Last night I had a horrible mommy moment. Carrie hadn't been the greatest listener all day and apparently I was fed up. After the 7th time of asking her to put her jammies on and her STILL goofing off and completely ignoring me, I'd had it. I told her, "We're not brushing your teeth, we're not doing scriptures or prayer, and you're NOT getting a story! Put yourself to bed!" I turned off the light and slammed the door. It was not my proudest moment as a mother.
She cried, half real and half fake whines for about 30 minutes and then finally crawled into bed, pulled up the covers and fell asleep.

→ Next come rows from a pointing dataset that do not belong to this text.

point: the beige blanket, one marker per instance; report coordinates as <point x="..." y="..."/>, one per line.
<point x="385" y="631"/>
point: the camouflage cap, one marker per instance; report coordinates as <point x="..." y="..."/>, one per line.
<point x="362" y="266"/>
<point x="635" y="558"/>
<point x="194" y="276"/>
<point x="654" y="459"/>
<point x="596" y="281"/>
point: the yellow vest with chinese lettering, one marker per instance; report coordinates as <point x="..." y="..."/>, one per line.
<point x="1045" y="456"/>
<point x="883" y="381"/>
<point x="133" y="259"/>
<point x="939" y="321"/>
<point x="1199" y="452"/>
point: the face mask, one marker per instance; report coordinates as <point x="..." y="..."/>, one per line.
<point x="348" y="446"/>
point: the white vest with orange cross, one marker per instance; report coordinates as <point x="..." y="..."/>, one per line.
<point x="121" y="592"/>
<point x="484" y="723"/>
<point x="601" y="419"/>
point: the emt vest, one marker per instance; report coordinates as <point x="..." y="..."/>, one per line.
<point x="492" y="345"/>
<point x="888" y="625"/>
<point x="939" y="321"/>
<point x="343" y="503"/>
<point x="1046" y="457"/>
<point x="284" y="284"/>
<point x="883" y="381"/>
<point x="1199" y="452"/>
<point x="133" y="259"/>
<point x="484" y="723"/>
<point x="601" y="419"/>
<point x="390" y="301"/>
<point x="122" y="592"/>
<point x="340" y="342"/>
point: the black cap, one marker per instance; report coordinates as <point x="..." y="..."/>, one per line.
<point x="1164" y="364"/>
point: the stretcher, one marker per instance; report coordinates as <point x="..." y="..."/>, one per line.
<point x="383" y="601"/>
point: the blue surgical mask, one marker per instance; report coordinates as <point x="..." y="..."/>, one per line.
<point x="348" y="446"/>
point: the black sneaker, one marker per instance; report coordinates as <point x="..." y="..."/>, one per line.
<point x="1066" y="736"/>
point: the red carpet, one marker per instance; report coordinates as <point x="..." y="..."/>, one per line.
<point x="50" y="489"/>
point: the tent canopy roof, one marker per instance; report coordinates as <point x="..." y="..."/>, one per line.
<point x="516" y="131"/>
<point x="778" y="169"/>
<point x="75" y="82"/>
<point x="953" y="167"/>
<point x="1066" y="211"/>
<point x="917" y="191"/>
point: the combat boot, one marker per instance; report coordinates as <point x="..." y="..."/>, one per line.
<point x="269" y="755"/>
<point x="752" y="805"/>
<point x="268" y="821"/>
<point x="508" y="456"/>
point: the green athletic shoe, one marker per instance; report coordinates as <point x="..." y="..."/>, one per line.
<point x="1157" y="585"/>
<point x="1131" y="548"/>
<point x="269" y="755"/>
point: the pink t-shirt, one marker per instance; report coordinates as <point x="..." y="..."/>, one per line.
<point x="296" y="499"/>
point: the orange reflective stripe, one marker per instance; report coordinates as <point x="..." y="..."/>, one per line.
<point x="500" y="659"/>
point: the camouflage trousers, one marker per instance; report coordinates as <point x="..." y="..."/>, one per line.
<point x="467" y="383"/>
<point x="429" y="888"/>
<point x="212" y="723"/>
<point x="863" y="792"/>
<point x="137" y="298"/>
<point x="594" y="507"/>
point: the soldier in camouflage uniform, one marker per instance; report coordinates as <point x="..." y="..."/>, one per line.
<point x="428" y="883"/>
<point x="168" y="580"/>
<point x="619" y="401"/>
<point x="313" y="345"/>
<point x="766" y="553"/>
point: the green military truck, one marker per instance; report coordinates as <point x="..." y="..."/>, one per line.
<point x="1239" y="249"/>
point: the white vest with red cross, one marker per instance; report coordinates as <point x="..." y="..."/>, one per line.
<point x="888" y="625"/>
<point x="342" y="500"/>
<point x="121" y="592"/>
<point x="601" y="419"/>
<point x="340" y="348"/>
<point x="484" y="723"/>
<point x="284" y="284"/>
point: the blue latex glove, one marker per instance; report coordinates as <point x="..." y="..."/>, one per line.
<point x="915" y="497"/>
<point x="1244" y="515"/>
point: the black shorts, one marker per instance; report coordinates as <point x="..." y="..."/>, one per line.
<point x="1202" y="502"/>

I felt bad mostly because Justin hadn't been a part of it at all and was sad he didn't get to say goodnight or give her a kiss. After she'd fallen asleep we went in to check on her and give her a kiss. And of course, once I saw her all cute and cuddled up in her bed sleeping, I wondered why I'd reacted so harshly. I hope I never have to do it again, but sometimes... it can't be helped!
This morning, Carrie and I had a "talk" about it. We both agreed it wasn't fun and would like to not repeat it. In her blessing over breakfast, she said, "Please bless us to have a happy day, and bless that I will put on my jammies and listen to my mommy." After the prayer she looked at me and said, "Heavenly Father loves it when I listen to you"
I love her to pieces, unconditionally of course, but man, some days are easier than others! This morning in her efforts to make sure she does what she's "supposed to", she's helping me dust. Even though I didn't ask her to, when I started to clean, she asked if she could do it too.
Bless her cute little heart.... Motherhood can be rough, but I'm so glad I have her!